Tuesday, June 15, 2004

Should Exploring Hard Questions Look Like Us?

I wrote a story about an alien with a nasty past, exploring a fragment of his time. I love the story and find it rather powerful, but I didn't recognize the theme until called on it. The theme considers the question of repenting. If someone who has committed deliberate, terrible crimes gives up their life of crime, are they still accountable for those crimes? Now, my tale doesn't give an answer and if I had to give one it probably would sound something like "It depends," but the philosophical point came when I was asked if using aliens to explore this message diminishes it.

That's a pretty big question, in my opinion. I see two sides to the argument:

1) The truly difficult questions shouldn't be explored in an alien environment because the impact of the decision is lessened to the point that the decision becomes random as opposed to a thinking choice.

2) Presenting difficult questions through an alien world allows us the distance to really explore our beliefs and the reasons for them without our thoughts being disrupted or undermined by emotion.
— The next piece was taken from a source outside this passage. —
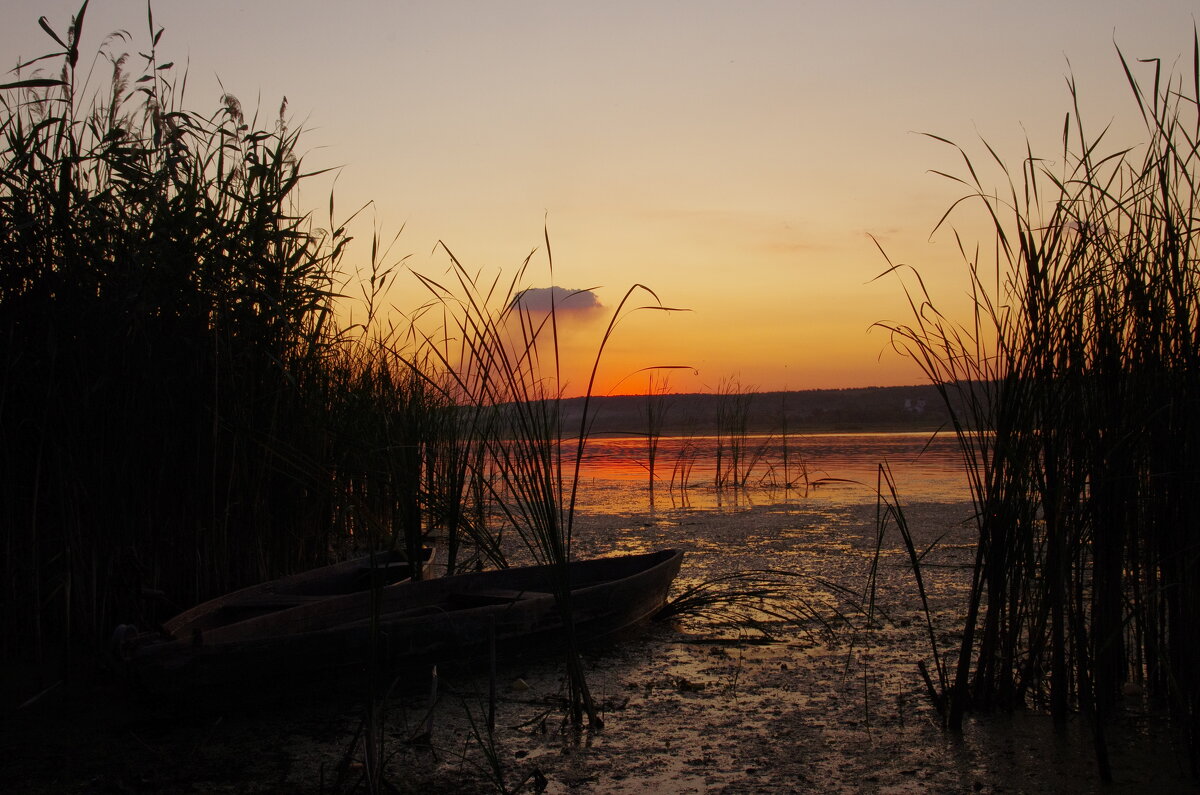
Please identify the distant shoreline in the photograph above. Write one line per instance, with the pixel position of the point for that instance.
(815, 411)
Remember what I said first. I wrote a story about an alien and I stand by his story. However, I have to ask myself if I'd started with the theme, would I have chosen an alien to bear this question?

Here are my thoughts.

1) Science fiction has a long-standing tradition of exploring issues considered untouchable in mainstream writing because it allows for that distance. Does it diminish the emotional impact? Absolutely. However, if I wrote a story about released sex offenders who had repented and fixed their ways, could I set aside my own fears about the reformed sex offenders in my neighborhood? I think I'd be charged with going on a soapbox and probably would provide an emotional answer as opposed to exploring the question as I did in the short story I mentioned.

2) This position, probably obvious from my earlier statements, is more in line with my thinking. I'd relate it to anthropologists who go out and study "alien" cultures only to learn more about their own. Very few people can look at their own lives with any sense of objectivity and that goes for anything that might touch their lives.

If you ask me if a sex offender should be allowed to live three blocks from where my children play in the park, my answer is no. It doesn't matter if they've reformed. It doesn't matter if they've served their time and swear up and down that part of their past is behind them. I don't want a person who ever did such a thing near my kids.

That statement is not reasoned. It is not objective. It has nothing to do with laws, rights or philosophy. As a mother, I cannot accept the risk.

However, within the context of an alien world far distant from my daily life, I am able to look at questions which otherwise would provoke solely an emotional response.

I think this is one of the successes of science fiction. Racial integration, mixed marriages, homosexuality and many other binding questions were addressed on Star Trek long before they could be touched on a mainstream show. If we are to explore those things that touch our lives, I feel this is a good way to gain the distance necessary to apply objectivity and really question our own assumptions. We may find the same answers for some questions, but others may have a complexity hidden by our fears.

Without that distance, the emotional response can overwhelm the reasoned one and, when we let our fears govern our actions, it is difficult to produce a society, legal or political system that protects the appropriate rights of all people, not just those who happen to sit on the top of the heap.

So, tell me what you think about exploring the bigger questions through the medium of "alien" societies. Does it promote objectivity and therefore reasoned responses or distance to the point that the question has no impact? Or is there a third answer?